The official city holiday assignment comes with the establishment of a new commission in New York that will work to understand the effects of structural and institutional racism and create a historical record of racial discrimination with emphasis on “housing, criminal justice, the environment, racism and public health,” a city press release. by.
“The movements led by African Americans have changed this country to the core and will continue. This is just the beginning of accepting this holiday, but we have more to do,” De Blasio said. Said.
In Washington DC, Mayor Muriel Bowser published a statement that recognized June 19 as “June 19” in the country’s capital, and this year’s celebrations were held as protests in all American states and around the world for 50 years as police brutality and African Americans. against systemic racism. “
The governors of Connecticut, Vermont, Massachusetts, Minnesota, Virginia, Kansas, and Illinois were among the state leaders who issued official statements stating June 19th as “Juneteenth Freedom Day” or “Juneteenth Recognition Day”.
“We must do our best to come together in our state to disrupt the structure of systemic racism for generations, so that everyone in Minnesota – Black, Native, Brown and White – can be safe and develop,” said Walz.
In his official statement, Virginia Gov. “The history of Juneteenth is not just Black history – American history,” said Ralph Northam, saying that this day is a crucial moment in the American story that we should all remember. “
Many universities ended in June on Friday
An increasing number of colleges and universities across the country were closed in their nineteenth honor on Friday.
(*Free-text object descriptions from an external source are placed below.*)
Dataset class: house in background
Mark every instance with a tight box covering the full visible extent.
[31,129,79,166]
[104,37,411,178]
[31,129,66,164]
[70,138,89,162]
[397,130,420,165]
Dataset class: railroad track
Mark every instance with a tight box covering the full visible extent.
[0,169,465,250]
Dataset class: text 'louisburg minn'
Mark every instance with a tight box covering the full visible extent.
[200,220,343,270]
“All faculties and employees will be given full-time paid leave,” said Harvard President Lawrence Bacow in an email this week. “If you need to work to support the required operations that day, your efforts will be accepted with other paid permits.”
Announcements are considering removing sculptures, renaming buildings, and changing mascots as part of some universities’ call for greater change in the country’s systemic racism and injustice.
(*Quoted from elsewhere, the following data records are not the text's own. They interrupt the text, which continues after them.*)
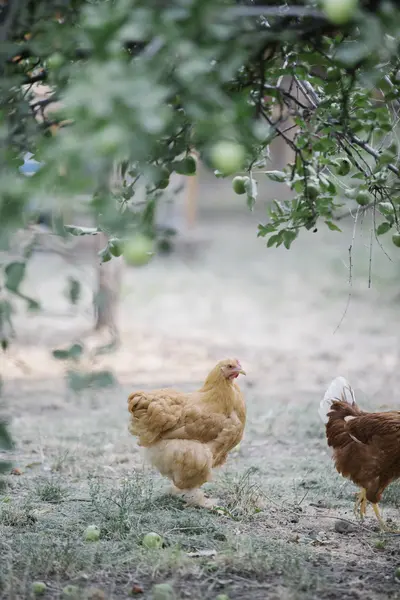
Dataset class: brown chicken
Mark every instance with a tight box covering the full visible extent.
[127,358,246,507]
[319,376,400,531]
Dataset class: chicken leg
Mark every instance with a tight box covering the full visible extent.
[354,490,400,533]
[372,503,400,534]
[354,488,367,519]
[168,485,219,509]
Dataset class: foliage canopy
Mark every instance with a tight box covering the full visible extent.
[1,0,400,251]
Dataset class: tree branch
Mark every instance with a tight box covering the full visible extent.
[291,78,400,177]
[350,134,400,176]
[229,5,326,19]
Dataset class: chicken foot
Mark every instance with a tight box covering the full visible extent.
[168,485,219,509]
[372,503,400,534]
[354,489,400,533]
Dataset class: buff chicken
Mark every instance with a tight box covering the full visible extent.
[319,376,400,532]
[127,358,246,508]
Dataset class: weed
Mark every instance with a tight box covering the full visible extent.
[0,502,36,528]
[217,467,265,518]
[35,476,66,503]
[51,449,73,473]
[87,472,155,538]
“As I said many times, Columbia University is not innocent of racism structures that affect America,” Columbia President Lee C. Bollinger said in an email on Wednesday. Said. “There is still much more to do.”
“As I face this challenge, I hope this day will be a moment for re-reflection and renewed commitment to racial justice work,” said Georgetown President John J. DeGioia.
Peaceful walks and meetings see calls for activism against racial inequality
Speaking to reporters on Friday, Rev. Al Sharpton said at a Juneteenth event held in Tulsa, Oklahoma, that people should use both to celebrate and commemorate the independence of enslaved Black Americans.
“It reminds us that it was about three years after the declaration of salvation was signed so that people in Texas even knew that slavery was over. And even after that we’ve been through Jim Crow for 100 years. Vote,” said Sharpton. “And now we are in an age when we are treated differently in an epidemic disease, even in differences in criminal justice and policing.”
In Chicago, Illinois Government Bill Pritzker and the US Sens Dick Durbin and Tammy Duckworth joined hundreds of people walking in the city center, surrounded by signs carrying photos of George Floyd.
In Washington, D.C., citizens gathered at the intersection of 14th Avenue and U Avenue for music performances, speeches, skipping competitions and more. Brian Todd, who left the incident at the CNN, can say that he is calling for a series of reforms, such as wage equality, equal access to food, and reallocation of police funds.
Demonstrators in Los Angeles had heard that they were talking not only about the historical significance of June 19, but also that when the slaves in Texas were liberated in 1865, the Declaration of Independence was signed two and a half years ago. .
Speakers at the rally could hear him talking “about taking control of their community, having their community, and also … changing the relationship between the police and these neighborhoods,” said Stephanie Elam from CNN.
CNN’s Elizabeth Stewart, Sheena Jones and Hollie Silverman contributed to this report.